Note: FFmpeg's HDR tone mapping pipeline varies by version. If this errors out, you may need a build with --enable-libplacebo. Check your FFmpeg version with ffmpeg -version.

1.5 — Maximum Simultaneous Streams (Nvidia)

The headline number. "How many 4K streams can the 3090 handle?"
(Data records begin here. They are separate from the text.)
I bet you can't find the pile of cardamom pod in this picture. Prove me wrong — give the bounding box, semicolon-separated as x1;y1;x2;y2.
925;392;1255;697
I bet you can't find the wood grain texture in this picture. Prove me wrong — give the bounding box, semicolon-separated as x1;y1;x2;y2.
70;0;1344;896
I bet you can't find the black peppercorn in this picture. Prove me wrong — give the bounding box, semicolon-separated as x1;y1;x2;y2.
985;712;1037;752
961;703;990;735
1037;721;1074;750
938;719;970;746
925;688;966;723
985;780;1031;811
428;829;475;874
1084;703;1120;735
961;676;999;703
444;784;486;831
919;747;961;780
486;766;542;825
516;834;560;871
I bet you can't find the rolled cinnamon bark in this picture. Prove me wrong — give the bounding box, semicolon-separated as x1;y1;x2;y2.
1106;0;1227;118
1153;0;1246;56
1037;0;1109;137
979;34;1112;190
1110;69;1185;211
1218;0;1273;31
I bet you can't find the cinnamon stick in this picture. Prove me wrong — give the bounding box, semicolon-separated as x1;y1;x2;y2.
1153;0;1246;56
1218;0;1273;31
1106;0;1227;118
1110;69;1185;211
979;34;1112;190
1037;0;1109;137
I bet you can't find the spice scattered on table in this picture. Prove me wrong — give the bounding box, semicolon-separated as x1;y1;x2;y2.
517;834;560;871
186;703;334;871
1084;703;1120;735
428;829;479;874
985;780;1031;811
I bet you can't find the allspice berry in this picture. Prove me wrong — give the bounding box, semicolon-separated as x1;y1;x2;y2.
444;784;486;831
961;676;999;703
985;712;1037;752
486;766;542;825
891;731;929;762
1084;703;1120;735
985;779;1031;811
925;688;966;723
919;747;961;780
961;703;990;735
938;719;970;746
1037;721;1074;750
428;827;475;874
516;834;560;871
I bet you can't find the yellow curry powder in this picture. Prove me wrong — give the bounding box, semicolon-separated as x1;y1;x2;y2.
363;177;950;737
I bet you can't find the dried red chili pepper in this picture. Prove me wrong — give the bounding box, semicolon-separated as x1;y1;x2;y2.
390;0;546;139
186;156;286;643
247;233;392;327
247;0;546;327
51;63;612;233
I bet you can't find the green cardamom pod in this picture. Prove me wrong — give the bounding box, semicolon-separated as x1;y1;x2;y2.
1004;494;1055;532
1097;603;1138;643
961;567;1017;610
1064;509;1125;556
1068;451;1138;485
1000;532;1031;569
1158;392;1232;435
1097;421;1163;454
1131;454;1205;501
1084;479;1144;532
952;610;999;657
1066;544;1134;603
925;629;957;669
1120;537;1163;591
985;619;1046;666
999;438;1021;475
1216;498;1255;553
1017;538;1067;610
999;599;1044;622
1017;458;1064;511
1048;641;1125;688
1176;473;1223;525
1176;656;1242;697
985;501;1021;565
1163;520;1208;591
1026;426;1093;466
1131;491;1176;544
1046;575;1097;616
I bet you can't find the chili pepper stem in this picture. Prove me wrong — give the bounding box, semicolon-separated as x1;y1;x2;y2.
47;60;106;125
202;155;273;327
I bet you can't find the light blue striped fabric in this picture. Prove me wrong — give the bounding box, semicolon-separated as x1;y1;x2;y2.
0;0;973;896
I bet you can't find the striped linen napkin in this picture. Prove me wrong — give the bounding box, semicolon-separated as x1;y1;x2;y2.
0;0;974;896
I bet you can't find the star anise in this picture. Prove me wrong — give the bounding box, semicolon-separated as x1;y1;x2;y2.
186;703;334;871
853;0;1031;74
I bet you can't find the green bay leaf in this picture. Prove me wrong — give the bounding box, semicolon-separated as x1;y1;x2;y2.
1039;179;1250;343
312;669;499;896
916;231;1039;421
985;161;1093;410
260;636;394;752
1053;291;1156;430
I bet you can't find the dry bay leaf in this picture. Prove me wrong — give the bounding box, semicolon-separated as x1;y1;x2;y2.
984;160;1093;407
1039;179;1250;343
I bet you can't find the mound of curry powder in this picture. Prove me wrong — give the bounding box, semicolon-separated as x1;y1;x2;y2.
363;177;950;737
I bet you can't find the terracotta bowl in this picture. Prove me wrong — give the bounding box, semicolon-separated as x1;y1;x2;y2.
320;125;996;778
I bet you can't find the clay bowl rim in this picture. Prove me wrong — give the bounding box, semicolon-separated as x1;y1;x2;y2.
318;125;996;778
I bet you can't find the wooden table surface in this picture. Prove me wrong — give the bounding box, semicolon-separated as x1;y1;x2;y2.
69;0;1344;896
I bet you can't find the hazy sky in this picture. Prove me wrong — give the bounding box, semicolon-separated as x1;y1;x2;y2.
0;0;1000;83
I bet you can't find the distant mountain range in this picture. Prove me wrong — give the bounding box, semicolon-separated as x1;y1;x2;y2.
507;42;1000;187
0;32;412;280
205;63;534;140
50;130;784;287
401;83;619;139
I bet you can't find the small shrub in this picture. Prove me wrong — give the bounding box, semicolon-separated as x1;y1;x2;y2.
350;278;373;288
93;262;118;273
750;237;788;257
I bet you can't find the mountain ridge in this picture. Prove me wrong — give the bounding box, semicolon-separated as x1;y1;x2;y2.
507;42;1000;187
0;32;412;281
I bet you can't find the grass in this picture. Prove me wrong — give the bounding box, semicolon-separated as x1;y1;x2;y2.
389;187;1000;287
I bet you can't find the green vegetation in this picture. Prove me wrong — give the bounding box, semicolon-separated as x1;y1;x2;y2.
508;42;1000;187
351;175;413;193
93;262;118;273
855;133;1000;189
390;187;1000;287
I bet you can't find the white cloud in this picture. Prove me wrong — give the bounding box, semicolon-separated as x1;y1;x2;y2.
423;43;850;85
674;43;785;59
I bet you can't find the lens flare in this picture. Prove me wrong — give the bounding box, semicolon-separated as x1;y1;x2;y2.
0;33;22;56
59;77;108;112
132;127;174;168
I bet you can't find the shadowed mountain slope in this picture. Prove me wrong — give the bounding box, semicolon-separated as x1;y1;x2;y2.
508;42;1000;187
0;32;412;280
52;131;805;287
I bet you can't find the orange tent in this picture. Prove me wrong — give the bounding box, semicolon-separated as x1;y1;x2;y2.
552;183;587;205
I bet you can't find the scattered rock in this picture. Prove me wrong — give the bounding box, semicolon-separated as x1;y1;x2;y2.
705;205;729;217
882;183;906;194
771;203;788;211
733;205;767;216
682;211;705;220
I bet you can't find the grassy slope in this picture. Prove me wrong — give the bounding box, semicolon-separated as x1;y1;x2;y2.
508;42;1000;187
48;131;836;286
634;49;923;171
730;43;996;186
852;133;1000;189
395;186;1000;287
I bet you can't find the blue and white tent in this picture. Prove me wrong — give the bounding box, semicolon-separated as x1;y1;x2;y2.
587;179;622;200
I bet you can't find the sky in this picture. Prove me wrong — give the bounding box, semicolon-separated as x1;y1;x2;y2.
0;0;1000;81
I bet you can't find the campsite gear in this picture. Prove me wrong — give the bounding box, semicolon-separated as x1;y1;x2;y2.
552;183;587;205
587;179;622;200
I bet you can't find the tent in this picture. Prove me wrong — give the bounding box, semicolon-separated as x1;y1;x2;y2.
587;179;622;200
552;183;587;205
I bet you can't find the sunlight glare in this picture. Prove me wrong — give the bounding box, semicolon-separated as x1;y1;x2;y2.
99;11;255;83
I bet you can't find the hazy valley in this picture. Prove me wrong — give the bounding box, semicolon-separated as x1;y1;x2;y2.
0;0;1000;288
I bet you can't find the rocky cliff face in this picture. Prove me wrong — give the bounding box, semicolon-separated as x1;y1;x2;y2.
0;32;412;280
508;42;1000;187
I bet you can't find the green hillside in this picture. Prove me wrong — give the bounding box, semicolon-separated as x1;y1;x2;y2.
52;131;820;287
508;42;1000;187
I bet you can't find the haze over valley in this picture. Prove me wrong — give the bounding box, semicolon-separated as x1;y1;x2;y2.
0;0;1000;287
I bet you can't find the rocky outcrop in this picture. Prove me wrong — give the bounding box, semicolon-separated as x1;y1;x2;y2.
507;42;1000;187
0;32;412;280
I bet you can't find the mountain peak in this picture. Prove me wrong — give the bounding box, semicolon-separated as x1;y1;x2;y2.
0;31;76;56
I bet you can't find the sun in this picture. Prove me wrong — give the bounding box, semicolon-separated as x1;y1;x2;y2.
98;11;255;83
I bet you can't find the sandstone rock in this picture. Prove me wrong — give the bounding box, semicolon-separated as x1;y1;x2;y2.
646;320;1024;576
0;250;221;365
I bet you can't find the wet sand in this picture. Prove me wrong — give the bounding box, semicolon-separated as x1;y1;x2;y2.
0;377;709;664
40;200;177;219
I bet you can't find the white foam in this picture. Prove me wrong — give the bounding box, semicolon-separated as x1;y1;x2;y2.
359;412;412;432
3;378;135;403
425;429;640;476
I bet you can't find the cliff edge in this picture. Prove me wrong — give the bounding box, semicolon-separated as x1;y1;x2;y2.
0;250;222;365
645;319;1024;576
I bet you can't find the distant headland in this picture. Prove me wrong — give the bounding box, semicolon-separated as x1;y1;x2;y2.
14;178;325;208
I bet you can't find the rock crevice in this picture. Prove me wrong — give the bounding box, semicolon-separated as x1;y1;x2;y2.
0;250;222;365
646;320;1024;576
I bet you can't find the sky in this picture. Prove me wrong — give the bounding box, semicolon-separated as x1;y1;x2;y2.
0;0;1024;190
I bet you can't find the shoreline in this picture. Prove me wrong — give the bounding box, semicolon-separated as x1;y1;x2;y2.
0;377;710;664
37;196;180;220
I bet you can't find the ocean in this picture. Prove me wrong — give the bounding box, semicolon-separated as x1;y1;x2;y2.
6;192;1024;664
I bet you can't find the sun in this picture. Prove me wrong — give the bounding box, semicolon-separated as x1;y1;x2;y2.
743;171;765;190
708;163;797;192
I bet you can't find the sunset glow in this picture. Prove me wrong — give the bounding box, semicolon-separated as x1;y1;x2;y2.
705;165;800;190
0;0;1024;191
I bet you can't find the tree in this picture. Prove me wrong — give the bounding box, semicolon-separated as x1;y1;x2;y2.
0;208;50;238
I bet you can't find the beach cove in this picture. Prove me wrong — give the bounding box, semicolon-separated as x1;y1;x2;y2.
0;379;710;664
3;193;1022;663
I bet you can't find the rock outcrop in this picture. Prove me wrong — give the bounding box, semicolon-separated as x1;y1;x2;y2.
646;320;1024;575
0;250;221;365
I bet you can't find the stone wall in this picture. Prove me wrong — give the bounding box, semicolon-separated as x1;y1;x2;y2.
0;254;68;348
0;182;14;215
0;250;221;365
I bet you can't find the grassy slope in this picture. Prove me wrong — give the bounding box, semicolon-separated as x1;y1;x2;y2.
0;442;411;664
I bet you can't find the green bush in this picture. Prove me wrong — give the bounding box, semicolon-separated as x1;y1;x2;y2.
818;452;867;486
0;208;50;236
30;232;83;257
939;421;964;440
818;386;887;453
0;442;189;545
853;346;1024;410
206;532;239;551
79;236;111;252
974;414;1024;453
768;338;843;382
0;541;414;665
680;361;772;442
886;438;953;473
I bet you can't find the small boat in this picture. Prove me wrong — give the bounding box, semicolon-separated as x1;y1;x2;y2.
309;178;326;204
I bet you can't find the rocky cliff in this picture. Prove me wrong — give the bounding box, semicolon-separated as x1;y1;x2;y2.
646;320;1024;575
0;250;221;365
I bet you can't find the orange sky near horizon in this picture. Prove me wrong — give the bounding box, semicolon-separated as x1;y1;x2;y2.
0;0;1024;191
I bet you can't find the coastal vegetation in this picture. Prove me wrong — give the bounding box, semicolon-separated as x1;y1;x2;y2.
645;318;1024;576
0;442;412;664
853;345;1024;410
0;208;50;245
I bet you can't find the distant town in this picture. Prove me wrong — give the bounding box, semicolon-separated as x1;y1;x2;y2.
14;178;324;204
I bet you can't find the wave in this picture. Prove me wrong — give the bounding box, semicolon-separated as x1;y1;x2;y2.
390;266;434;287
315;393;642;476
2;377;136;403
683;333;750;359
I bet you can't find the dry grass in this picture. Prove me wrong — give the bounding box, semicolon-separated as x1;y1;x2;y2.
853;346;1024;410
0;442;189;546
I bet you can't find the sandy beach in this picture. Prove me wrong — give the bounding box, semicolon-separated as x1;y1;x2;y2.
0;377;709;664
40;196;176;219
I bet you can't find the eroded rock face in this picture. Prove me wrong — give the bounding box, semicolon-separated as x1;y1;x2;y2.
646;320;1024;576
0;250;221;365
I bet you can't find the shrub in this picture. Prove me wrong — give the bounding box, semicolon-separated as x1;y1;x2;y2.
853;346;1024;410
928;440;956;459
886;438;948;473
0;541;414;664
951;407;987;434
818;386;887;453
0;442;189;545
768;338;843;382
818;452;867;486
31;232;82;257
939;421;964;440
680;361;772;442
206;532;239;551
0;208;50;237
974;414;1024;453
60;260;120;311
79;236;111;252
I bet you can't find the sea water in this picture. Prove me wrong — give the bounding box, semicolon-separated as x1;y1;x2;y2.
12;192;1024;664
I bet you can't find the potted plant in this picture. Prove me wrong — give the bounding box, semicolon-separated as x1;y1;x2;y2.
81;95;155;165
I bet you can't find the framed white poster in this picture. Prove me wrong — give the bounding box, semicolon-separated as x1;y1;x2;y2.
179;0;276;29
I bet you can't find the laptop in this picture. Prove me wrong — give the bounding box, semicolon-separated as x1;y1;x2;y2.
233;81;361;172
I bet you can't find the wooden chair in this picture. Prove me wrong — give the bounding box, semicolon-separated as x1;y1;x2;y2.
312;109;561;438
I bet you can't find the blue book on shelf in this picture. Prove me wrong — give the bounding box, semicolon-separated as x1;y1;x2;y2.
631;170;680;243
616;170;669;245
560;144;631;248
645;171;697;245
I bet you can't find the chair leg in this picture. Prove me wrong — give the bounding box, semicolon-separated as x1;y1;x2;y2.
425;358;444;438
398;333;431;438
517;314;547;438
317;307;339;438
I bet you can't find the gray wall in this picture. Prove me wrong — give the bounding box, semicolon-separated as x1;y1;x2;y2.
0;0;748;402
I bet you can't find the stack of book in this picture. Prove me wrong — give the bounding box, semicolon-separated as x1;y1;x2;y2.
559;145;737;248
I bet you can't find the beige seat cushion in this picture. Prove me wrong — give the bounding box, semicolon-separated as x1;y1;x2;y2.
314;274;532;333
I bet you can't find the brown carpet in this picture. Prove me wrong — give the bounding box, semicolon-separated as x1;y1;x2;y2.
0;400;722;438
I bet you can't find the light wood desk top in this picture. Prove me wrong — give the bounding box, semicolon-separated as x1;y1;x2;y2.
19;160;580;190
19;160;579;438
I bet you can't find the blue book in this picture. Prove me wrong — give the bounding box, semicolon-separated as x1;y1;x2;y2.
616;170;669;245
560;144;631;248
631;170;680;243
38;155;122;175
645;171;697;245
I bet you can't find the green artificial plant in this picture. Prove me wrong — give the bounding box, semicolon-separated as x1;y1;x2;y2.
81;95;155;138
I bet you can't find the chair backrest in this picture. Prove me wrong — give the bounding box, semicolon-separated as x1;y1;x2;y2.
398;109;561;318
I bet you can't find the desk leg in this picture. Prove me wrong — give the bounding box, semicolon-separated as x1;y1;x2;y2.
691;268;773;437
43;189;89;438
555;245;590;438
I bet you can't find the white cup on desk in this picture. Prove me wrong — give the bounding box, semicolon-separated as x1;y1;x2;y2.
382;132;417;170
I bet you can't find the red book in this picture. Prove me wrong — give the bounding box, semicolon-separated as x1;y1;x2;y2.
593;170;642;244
cat > ~/benchmark/scripts/stream_stress.sh << 'SCRIPT'
#!/bin/bash
# Usage: ./stream_stress.sh [intel|nvidia] [max_streams]

GPU_TYPE=${1:-nvidia}
MAX_STREAMS=${2:-20}
SOURCE_FILE="$HOME/benchmark/media/4k_hevc_hdr.mkv"
RESULTS_DIR="$HOME/benchmark/results/streams"
mkdir -p "$RESULTS_DIR"

# Clean up old stream files
rm -f "${RESULTS_DIR}"/stream_*.mkv "${RESULTS_DIR}"/stream_*_log.txt

PIDS=()

for i in $(seq 1 $MAX_STREAMS); do
    echo "Starting stream $i..."

    if [ "$GPU_TYPE" = "intel" ]; then
        ffmpeg -hwaccel qsv -hwaccel_output_format qsv \
          -stream_loop -1 -i "$SOURCE_FILE" \
          -vf 'vpp_qsv=w=1920:h=1080' \
          -c:v hevc_qsv -preset fast -global_quality 28 \
          -t 120 -an -y "${RESULTS_DIR}/stream_${i}.mkv" \
          > "${RESULTS_DIR}/stream_${i}_log.txt" 2>&1 &
    else
        ffmpeg -hwaccel cuda -hwaccel_output_format cuda \
          -stream_loop -1 -i "$SOURCE_FILE" \
          -vf 'scale_cuda=1920:1080' \
          -c:v hevc_nvenc -preset p4 -rc constqp -qp 28 \
          -t 120 -an -y "${RESULTS_DIR}/stream_${i}.mkv" \
          > "${RESULTS_DIR}/stream_${i}_log.txt" 2>&1 &
    fi

    PIDS+=($!)
    sleep 3

    if ! kill -0 ${PIDS[-1]} 2>/dev/null; then
        echo "Stream $i FAILED. Max streams: $((i-1))"
        break
    fi

    echo "--- Stream $i started (PID: ${PIDS[-1]}) ---"
done

echo ""
echo "All streams launched. Running for 2 minutes..."
echo "Monitor GPU in another terminal."
echo "PIDs: ${PIDS[@]}"
echo ""
echo "To stop all: kill ${PIDS[@]}"

wait

# Check FPS of each stream from logs
echo ""
echo "=== Stream Results ==="
for i in $(seq 1 ${#PIDS[@]}); do
    FPS=$(grep -oP 'fps=\s*\K[0-9.]+' "${RESULTS_DIR}/stream_${i}_log.txt" | tail -1)
    echo "  Stream $i: ${FPS:-FAILED} FPS"
done
SCRIPT

chmod +x ~/benchmark/scripts/stream_stress.sh
# Terminal 1: Monitor
~/benchmark/scripts/monitor.sh nvidia stream_stress

# Terminal 2: Run test — start with 10, increase if all succeed
~/benchmark/scripts/stream_stress.sh nvidia 10

# ➜ Record max streams that maintained real-time FPS (24+ for film, 30+ for TV)
~/benchmark/scripts/record_score.sh 1.5 nvidia <MAX_STREAMS>

Nvidia session limit: Even after patching, verify with more than 5 streams. If streams fail at exactly 5, the patch didn't apply. Re-run sudo bash patch.sh after checking your driver version.

1.6 — Tdarr Batch Library Conversion (Nvidia)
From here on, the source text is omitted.